Pdub and Jefka - Congratulations dudes!
Linux Australia -
STATUS: MOVING FORWARD
- things are happening (FTA, Media Training) overall, Treasury slowly appears to be coming together (although I spend too much time in spinlocks waiting on others presently)
Debian - The local reaction to the recent Debian GR has been interesting, mostly, Death of Debian, News at 11. At work, the largest common fear is that the GR will basically result in an even more out of date stable release and we'll have to migrate to a different platform for our various servers for up to date software with the features needed for the various systems that we support (for example, later versions of php)
With the usual synchronicity of my life things at work have highlighted the link between strategy, policy and implementation with each needing to support the other to make effective progress.
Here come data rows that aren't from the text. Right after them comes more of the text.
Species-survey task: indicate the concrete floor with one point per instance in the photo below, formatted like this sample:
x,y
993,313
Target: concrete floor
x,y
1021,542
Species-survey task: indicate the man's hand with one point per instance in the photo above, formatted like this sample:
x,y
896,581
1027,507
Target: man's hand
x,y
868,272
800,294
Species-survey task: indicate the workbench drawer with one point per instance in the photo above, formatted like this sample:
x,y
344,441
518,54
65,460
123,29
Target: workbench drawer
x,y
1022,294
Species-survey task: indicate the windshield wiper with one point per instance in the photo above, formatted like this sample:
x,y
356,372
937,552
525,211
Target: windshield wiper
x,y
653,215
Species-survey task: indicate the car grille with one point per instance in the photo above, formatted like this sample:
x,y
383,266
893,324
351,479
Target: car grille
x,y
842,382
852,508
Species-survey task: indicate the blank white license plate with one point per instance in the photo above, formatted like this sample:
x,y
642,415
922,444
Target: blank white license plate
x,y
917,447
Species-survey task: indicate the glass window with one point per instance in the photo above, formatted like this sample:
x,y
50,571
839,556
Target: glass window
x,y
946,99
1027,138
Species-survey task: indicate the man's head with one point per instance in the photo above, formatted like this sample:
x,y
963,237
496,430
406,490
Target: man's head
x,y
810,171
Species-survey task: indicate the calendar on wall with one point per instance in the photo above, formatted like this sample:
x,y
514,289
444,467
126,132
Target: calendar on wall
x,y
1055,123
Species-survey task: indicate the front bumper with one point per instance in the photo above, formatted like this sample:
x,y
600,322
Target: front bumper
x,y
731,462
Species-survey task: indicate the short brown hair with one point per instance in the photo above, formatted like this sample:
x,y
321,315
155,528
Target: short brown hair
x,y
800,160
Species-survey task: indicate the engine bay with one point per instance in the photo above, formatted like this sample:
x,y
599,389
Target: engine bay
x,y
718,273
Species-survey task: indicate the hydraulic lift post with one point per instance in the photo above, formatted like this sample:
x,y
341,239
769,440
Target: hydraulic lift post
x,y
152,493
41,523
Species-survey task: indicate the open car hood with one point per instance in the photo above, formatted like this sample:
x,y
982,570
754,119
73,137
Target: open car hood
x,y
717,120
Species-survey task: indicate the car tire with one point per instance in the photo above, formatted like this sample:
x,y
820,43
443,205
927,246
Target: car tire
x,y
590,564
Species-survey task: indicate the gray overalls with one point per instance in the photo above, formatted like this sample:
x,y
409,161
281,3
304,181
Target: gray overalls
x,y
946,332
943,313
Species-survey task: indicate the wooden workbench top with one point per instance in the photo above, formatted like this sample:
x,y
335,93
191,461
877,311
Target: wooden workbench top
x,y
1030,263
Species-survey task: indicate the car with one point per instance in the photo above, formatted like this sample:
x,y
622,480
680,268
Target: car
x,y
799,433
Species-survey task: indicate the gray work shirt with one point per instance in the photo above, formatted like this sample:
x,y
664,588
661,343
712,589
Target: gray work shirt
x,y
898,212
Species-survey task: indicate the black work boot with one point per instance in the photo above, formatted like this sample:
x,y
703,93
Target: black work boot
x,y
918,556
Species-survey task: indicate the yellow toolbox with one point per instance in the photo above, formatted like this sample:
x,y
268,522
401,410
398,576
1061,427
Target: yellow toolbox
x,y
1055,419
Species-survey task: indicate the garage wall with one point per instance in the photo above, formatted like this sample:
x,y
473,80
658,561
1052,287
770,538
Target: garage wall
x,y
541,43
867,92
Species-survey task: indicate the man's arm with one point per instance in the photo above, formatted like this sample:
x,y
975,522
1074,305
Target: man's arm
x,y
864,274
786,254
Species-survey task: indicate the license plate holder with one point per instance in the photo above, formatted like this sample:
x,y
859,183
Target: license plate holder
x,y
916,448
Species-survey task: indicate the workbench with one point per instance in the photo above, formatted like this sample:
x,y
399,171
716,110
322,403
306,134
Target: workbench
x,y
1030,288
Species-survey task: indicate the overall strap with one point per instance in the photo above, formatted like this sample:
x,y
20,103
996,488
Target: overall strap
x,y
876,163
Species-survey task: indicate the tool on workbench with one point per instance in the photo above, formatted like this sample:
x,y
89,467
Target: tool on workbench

The GR and AJ's subsequent post highlights the schisms between all three in the Debian project. GNOME seems to have tackled this (taking examples) with an organised release schedule (Strategy), freezes (Policy) and documented release planning and bug days (Implementation).
Of course, things are much easier for a desktop environment than a software distribution ... okay, now taking a step back and looking at Debian. Release is determined by the number of bugs (specifically release critical bugs, but the number of other bugs has impact too) in the "stable" set of packages (with the number of packages growing at an ever increasing rate). The disconnect here lies in the criteria for a release and how a package is chosen to be pushed into the
release with the DFSG and number of bugs being absolute criteria for that; I don't think it's being viewed as a process from the creation of a package through to DFSG compliant bug free goodness with the community being able to take snapshots along the way.
On a related note, another observation that I noticed being made about the GR and recent election of the DPL was the low percantage of Debian Developers that voted. The Debian Project reveals it's American heritage here with non-compulsory voting (this is being written from an Australian point-of-view), developers are not meant to be uncontactable by email and are meant to be active, so why can they opt out of voting on things such as GRs that affect the whole project?
Governance - have being thinking about this in relation to the half dozen committees that I have been on and other projects that I have observed, why is it so hard to get it right?
shiny new work desktop - 2.8Ghz goodness, hopefully, I'll get the opportunity to actually getting around to doing some dev work on it before it becomes hopelessly slow :)
Barriers to entry... - It's good to see the Evolution guys giving ways for people to help out their project; however it's not the itch for me ... I wonder what ways there are for us with low attention spans to help out projects.